Diez

De vuelta en la playa, Doc se hundió en el sofá con la intención de sumirse lenta y plácidamente en el sueño, pero apenas había penetrado en la tensión superficial y ya se hundía en la fase REM cuando el teléfono empezó a sonar con un clamor espantoso. El año anterior, un drogata adolescente pasado de vueltas que conocía Doc había robado una alarma de incendios de su instituto en medio de una juerga vandálica, y a la mañana siguiente, el chico, abrumado por los remordimientos y sin saber qué hacer con la alarma, fue a ver a Doc y se la quiso vender. Eddie, el del piso de abajo, que había pasado algún tiempo en la compañía telefónica y tenía mano con el soldador, había enganchado la alarma al teléfono de Doc. Por entonces le había parecido una idea molona, pero luego raras veces volvió a parecérselo.

Al otro lado de la línea estaba Jade, y tenía un problema. Por el ruido de fondo, parecía que se encontraba en una cabina telefónica en la calle, pero ni eso disimulaba la angustia de su voz.

—¿Conoces el club FFO, en Sunset?

—Lo malo es que ellos también me conocen. ¿Qué pasa?

—Es Bambi. Hace dos días y dos noches que no sé nada de ella y estoy preocupada.

—Así que andas rockanroleando por el Strip.

—Spotted Dick toca esta noche aquí, así que de estar en algún sitio será en el club.

—Vale, quédate por ahí, llegaré en cuanto pueda.

Al este de Sepúlveda había salido la luna y Doc fue rápido.
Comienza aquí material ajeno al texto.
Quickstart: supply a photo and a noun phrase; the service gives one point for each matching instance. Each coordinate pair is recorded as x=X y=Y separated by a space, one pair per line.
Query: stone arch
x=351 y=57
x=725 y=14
Dejó la autopista en La Ciénaga y allí tomó el atajo por Stocker hasta La Brea. La programación de la radio, acorde a la hora, incluyó una de las pocas tentativas conocidas de música surf negra, Soul Gidget, de Meatball Flag.

Quién viene paseando a su aire por la calle,

con chancletas de tacón en los pies,

siempre con una espléndida sonrisa,

nunca la han detenido los de juveniles.

¿Quién es? [fill de guitarra en séptima menor]

¡Soul Gidget!

¿Quién no se preocupa nunca por su karma?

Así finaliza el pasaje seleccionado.